In this tutorial we will learn what wide and tidy data is, why it is used and how you can transform it from one format in the other. Transforming data from one format in the other is a very common task in data analysis.
What is wide and tidy data?
Wide data means that each row contains more than one observation, whereas with tidy data there is exactly one observation for each row. Let’s take a look at an example.
We have a small school class with three students (Stuart, Bob, Kevin), who got grades in three different subjects (math, sport, art). The shown table would be a typical representation of Excel, SPSS or other programs.
school_wide <- data.frame(name = c("Stuart", "Bob", "Kevin"),
math = c(2, 3, 4),
sport = c(3, 1, 2),
art = c(3, 2, 1))
school_wide
## name math sport art ## 1 Stuart 2 3 3 ## 2 Bob 3 1 2 ## 3 Kevin 4 2 1
From wide to tidy
If you want to transform data from wide to tidy you can use functions from package tidyr. The relevant function is gather(). You need to provide some parameters
- a key parameter name, which represents the columns. I will call the resulting column subject
- a value parameter, which will be the name of the columns holding the values
- Finally, you need to define which columns to use for transformation. Here this is 2:4.
library(tidyr)
school_tidy <- school_wide %>%
gather(key = "subject", value = "grade", 2:4)
school_tidy
## name subject grade ## 1 Stuart math 2 ## 2 Bob math 3 ## 3 Kevin math 4 ## 4 Stuart sport 3 ## 5 Bob sport 1 ## 6 Kevin sport 2 ## 7 Stuart art 3 ## 8 Bob art 2 ## 9 Kevin art 1
This is the same data, in a tidy-representation.
From tidy to wide
The function with the opposite effect is spread(). You need to pass the exact same parameters:
- key: here you define the column name of the key-column
- value: you pass the chosen name of the column with the values
school_tidy %>%
spread(key = "subject", value = "grade")
## name art math sport ## 1 Bob 2 3 1 ## 2 Kevin 1 4 2 ## 3 Stuart 3 2 3
You see, that you get the original wide-data.
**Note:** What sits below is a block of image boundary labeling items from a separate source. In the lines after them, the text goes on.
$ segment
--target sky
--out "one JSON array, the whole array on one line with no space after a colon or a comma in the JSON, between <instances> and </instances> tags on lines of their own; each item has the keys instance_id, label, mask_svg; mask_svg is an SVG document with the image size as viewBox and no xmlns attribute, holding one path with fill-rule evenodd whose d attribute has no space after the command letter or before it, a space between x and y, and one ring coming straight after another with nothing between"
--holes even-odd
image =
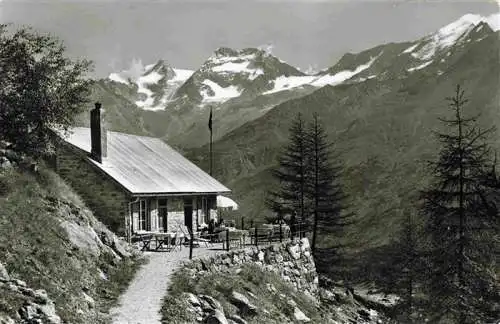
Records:
<instances>
[{"instance_id":1,"label":"sky","mask_svg":"<svg viewBox=\"0 0 500 324\"><path fill-rule=\"evenodd\" d=\"M0 22L49 32L68 55L94 61L94 75L164 59L197 69L218 47L271 46L303 71L347 52L410 41L466 13L499 12L496 1L389 0L0 0Z\"/></svg>"}]
</instances>

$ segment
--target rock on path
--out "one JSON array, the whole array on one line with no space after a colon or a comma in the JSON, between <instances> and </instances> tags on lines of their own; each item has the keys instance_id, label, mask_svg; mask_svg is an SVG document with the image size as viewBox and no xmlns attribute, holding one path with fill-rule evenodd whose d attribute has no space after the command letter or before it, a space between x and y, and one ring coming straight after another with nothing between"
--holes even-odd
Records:
<instances>
[{"instance_id":1,"label":"rock on path","mask_svg":"<svg viewBox=\"0 0 500 324\"><path fill-rule=\"evenodd\" d=\"M223 252L195 248L193 257ZM111 309L113 324L159 324L162 300L167 293L170 275L182 261L189 259L189 248L172 252L146 252L148 264L139 269L126 292L120 296L119 306Z\"/></svg>"}]
</instances>

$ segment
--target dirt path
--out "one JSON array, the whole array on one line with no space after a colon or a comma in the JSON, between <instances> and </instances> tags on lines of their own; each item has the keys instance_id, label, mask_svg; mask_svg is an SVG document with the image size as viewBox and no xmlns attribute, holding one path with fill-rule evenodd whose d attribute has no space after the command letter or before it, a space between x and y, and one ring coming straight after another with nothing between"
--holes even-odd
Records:
<instances>
[{"instance_id":1,"label":"dirt path","mask_svg":"<svg viewBox=\"0 0 500 324\"><path fill-rule=\"evenodd\" d=\"M196 248L193 257L221 253L221 250ZM170 275L181 261L188 260L189 248L175 252L146 252L149 263L142 266L120 296L119 306L111 309L113 324L159 324L162 299L167 293Z\"/></svg>"}]
</instances>

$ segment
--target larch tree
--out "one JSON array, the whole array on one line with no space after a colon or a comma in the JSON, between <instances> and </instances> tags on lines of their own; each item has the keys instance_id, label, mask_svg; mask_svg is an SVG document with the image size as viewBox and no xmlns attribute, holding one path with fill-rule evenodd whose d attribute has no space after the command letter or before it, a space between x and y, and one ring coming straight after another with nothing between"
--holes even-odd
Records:
<instances>
[{"instance_id":1,"label":"larch tree","mask_svg":"<svg viewBox=\"0 0 500 324\"><path fill-rule=\"evenodd\" d=\"M307 134L307 195L313 211L311 249L314 253L318 237L341 236L344 227L351 223L352 214L343 212L346 195L340 183L342 165L339 157L334 156L317 113L313 115Z\"/></svg>"},{"instance_id":2,"label":"larch tree","mask_svg":"<svg viewBox=\"0 0 500 324\"><path fill-rule=\"evenodd\" d=\"M450 132L436 133L442 148L430 163L434 181L421 193L430 243L427 288L434 322L476 323L493 316L484 311L492 301L485 298L498 298L498 252L492 251L498 248L499 187L486 144L492 129L480 130L477 117L464 117L468 100L459 86L447 100L454 118L440 119Z\"/></svg>"},{"instance_id":3,"label":"larch tree","mask_svg":"<svg viewBox=\"0 0 500 324\"><path fill-rule=\"evenodd\" d=\"M295 225L310 214L307 201L308 138L302 115L297 114L290 127L290 141L278 158L272 175L279 181L279 188L270 191L266 204L279 217L290 215L290 230L295 235ZM298 219L297 219L298 217Z\"/></svg>"}]
</instances>

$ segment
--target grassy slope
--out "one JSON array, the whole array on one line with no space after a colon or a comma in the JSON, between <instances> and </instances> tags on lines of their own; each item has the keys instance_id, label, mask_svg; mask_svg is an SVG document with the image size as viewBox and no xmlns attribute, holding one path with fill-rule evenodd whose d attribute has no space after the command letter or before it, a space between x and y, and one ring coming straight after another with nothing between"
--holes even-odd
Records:
<instances>
[{"instance_id":1,"label":"grassy slope","mask_svg":"<svg viewBox=\"0 0 500 324\"><path fill-rule=\"evenodd\" d=\"M106 312L131 280L137 263L116 262L109 253L96 257L71 244L60 222L89 213L79 197L49 170L40 175L14 169L0 172L0 261L9 274L34 289L45 289L59 316L70 323L103 323ZM59 202L58 202L59 201ZM69 206L64 215L59 204ZM99 271L109 280L102 280ZM96 301L89 309L83 292ZM12 314L15 296L0 298L0 313ZM78 314L82 309L85 314Z\"/></svg>"},{"instance_id":2,"label":"grassy slope","mask_svg":"<svg viewBox=\"0 0 500 324\"><path fill-rule=\"evenodd\" d=\"M438 117L449 116L444 98L456 84L470 98L466 113L481 112L484 127L500 122L498 53L496 33L458 53L440 76L421 70L407 79L327 86L285 102L214 144L215 175L233 189L245 216L262 218L262 197L273 185L268 170L291 119L317 111L346 166L343 182L358 215L349 241L359 249L384 245L429 180L424 161L438 149L432 130L441 127ZM499 135L492 138L494 148L500 147ZM207 149L189 154L205 169Z\"/></svg>"}]
</instances>

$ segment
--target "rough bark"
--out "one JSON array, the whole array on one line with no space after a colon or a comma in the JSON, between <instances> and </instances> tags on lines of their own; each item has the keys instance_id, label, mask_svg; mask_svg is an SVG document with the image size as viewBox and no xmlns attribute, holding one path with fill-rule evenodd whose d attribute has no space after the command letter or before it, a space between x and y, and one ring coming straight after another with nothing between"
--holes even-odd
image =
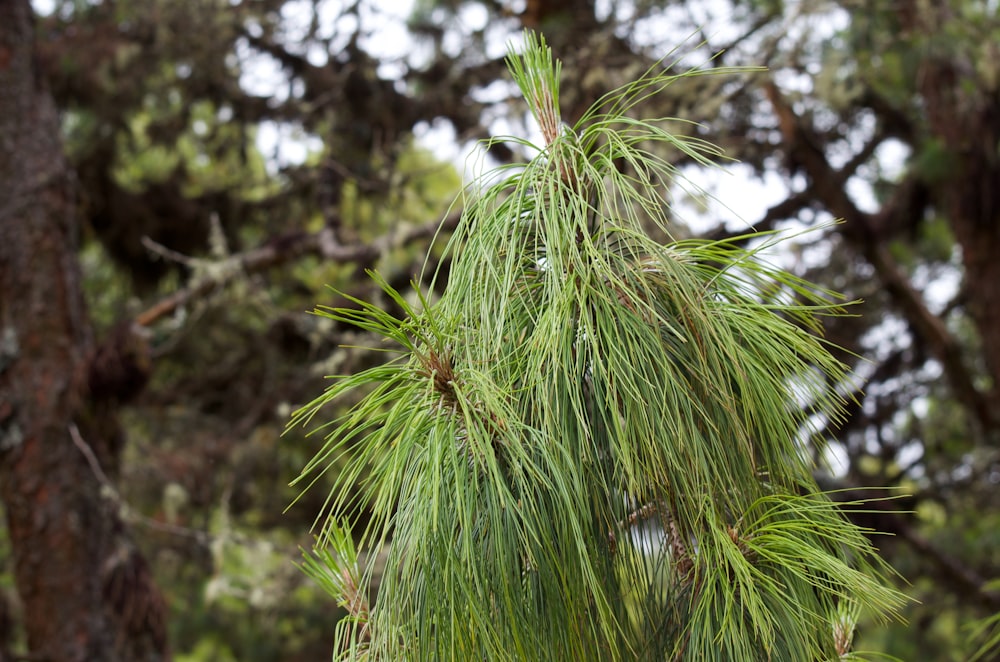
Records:
<instances>
[{"instance_id":1,"label":"rough bark","mask_svg":"<svg viewBox=\"0 0 1000 662\"><path fill-rule=\"evenodd\" d=\"M32 20L0 0L0 495L23 625L32 659L161 660L162 600L82 452L115 412L89 401L72 176Z\"/></svg>"}]
</instances>

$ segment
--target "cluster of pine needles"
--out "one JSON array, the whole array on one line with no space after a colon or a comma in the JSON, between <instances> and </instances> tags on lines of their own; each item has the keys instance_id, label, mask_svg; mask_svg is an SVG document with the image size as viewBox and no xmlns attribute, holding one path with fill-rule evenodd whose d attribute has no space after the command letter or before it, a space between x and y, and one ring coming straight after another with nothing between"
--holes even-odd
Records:
<instances>
[{"instance_id":1,"label":"cluster of pine needles","mask_svg":"<svg viewBox=\"0 0 1000 662\"><path fill-rule=\"evenodd\" d=\"M316 311L394 346L293 420L363 393L301 479L332 475L305 567L349 613L339 655L845 658L901 596L804 452L843 405L836 297L759 259L772 236L652 238L663 155L722 155L633 111L700 72L650 70L569 127L544 41L508 62L543 144L470 187L441 297L373 274L403 316Z\"/></svg>"}]
</instances>

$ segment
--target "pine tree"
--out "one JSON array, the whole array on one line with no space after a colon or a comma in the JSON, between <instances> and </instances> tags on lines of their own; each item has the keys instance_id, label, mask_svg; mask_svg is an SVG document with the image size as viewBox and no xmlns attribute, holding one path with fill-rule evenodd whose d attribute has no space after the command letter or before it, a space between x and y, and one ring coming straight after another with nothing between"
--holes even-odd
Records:
<instances>
[{"instance_id":1,"label":"pine tree","mask_svg":"<svg viewBox=\"0 0 1000 662\"><path fill-rule=\"evenodd\" d=\"M351 615L339 655L847 657L858 614L903 598L803 450L842 411L817 318L836 297L742 241L651 237L670 236L678 176L658 154L722 156L668 130L690 124L632 118L675 76L651 70L568 127L544 40L508 63L544 144L470 188L440 299L374 275L402 318L316 311L397 348L292 421L363 394L300 479L336 472L304 565ZM377 596L355 540L384 553Z\"/></svg>"}]
</instances>

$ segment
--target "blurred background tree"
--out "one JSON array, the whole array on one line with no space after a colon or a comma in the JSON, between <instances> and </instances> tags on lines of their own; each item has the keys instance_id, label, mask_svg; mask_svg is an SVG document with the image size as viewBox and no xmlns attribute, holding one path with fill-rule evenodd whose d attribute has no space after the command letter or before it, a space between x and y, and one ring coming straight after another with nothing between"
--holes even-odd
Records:
<instances>
[{"instance_id":1,"label":"blurred background tree","mask_svg":"<svg viewBox=\"0 0 1000 662\"><path fill-rule=\"evenodd\" d=\"M673 155L691 180L671 201L677 232L843 219L773 259L864 299L861 316L827 329L848 350L857 406L840 429L807 442L831 460L823 484L845 498L885 487L910 495L863 523L895 534L876 543L920 602L906 625L862 629L858 646L968 659L978 643L969 624L1000 611L991 585L1000 566L997 3L402 4L39 0L33 46L16 30L27 23L0 21L0 67L11 76L3 175L21 185L21 197L5 188L0 200L10 249L0 253L4 649L30 641L63 659L46 638L76 631L69 616L62 631L35 623L49 616L33 606L26 559L41 541L18 523L37 503L18 489L72 503L87 481L84 506L105 495L88 515L99 524L86 529L100 538L94 554L52 558L56 584L39 585L86 577L94 600L132 605L141 587L157 591L120 580L114 561L128 558L125 567L155 577L176 659L329 656L337 613L290 565L309 544L323 490L284 512L296 496L286 485L319 442L278 435L324 374L371 358L339 348L357 342L354 332L302 311L345 304L326 284L376 296L359 277L365 268L397 289L418 274L439 223L454 226L449 203L463 181L455 155L476 139L531 130L502 61L528 27L564 61L570 122L664 56L679 71L768 67L691 78L645 107L699 122L693 133L742 163L739 176L717 177ZM27 3L0 7L6 19ZM27 59L11 55L26 49ZM15 74L21 86L9 82ZM58 118L42 112L53 100ZM21 244L32 259L15 263L14 224L38 219L11 201L45 195L28 177L37 174L29 152L18 151L37 143L14 139L31 127L61 135L75 212L51 201L32 209L63 224L70 259ZM479 154L522 158L507 144ZM34 270L29 281L15 277L25 270ZM46 283L67 283L69 302L51 303L90 322L45 336L51 324L18 313L25 282L52 296L63 294ZM14 376L44 363L25 349L33 333L47 338L42 353L76 339L70 358L46 359L78 373L46 441L66 448L52 462L75 462L76 473L23 473L25 449L40 442L23 432L30 408L18 406L27 396ZM53 521L50 529L68 530L71 518ZM89 618L94 604L68 596L67 613Z\"/></svg>"}]
</instances>

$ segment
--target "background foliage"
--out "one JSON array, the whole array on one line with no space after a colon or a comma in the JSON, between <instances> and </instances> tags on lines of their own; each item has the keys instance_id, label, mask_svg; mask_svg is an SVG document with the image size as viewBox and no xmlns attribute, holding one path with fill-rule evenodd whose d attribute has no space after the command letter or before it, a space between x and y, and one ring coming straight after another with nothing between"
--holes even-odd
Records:
<instances>
[{"instance_id":1,"label":"background foliage","mask_svg":"<svg viewBox=\"0 0 1000 662\"><path fill-rule=\"evenodd\" d=\"M302 311L347 303L326 284L377 299L370 267L407 291L438 222L456 220L447 146L532 130L502 61L528 27L564 60L570 123L674 48L677 70L767 66L650 100L644 115L699 122L694 135L766 184L667 152L728 205L677 187L671 220L728 238L844 219L774 259L864 300L827 324L857 406L815 435L834 459L818 479L846 500L910 495L856 515L895 534L877 544L919 600L905 625L863 627L859 646L968 659L971 624L1000 611L997 4L421 0L399 21L390 5L36 7L76 179L90 387L122 423L100 455L175 656L330 654L335 607L289 565L323 490L284 512L315 441L279 434L324 374L373 359L340 347L365 340L355 331ZM483 158L523 156L497 143ZM3 644L18 650L21 609L0 586Z\"/></svg>"}]
</instances>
Why are there two different formats?
Both have their right to exist. Wide data typically comes from other programs. Excel or SPSS usually work with wide-data.
For specific tasks it is better to transform wide-data (also called messy data) into tidy-data. I will show two examples.
Example 1: Calculating group averages
Assume you want to calculate average class-grades per subject. With wide data you would do something like this:
mean(school_wide$math)
## [1] 3
mean(school_wide$sport)
## [1] 2
mean(school_wide$art)
## [1] 2
You repeat your code several times, which should be avoided. If there are only three columns, that is ok, but imagine you want to calculate the average for 50 columns.
Here is the solution based on tidy-data. You need to load dplyr package and make use of group_by() and summarise(). The code is much cleaner.
dplyr and tidyr are part of the tidyverse, which is a bunch of different packages, which rely on tidy-data.
library(dplyr)
school_tidy %>%
group_by(subject) %>%
summarise(mean_grade = mean(grade))
## # A tibble: 3 x 2 ## subject mean_grade ## <chr> <dbl> ## 1 art 2 ## 2 math 3 ## 3 sport 2
Example 2: Plotting with ggplot2
Assume you want to plot the results with ggplot2. This is done with three lines of code. Trying to get a similar representation based on wide-data will result in much more complex code.
library(ggplot2)
g <- ggplot(school_tidy, aes(name, grade, fill = subject))
g <- g + geom_bar(stat = "identity", position = "dodge")
g
Conclusion
You have seen how easy it is to transform data from wide to tidy, and reverse. You also saw some examples in which tidy-data has advantages over wide-data.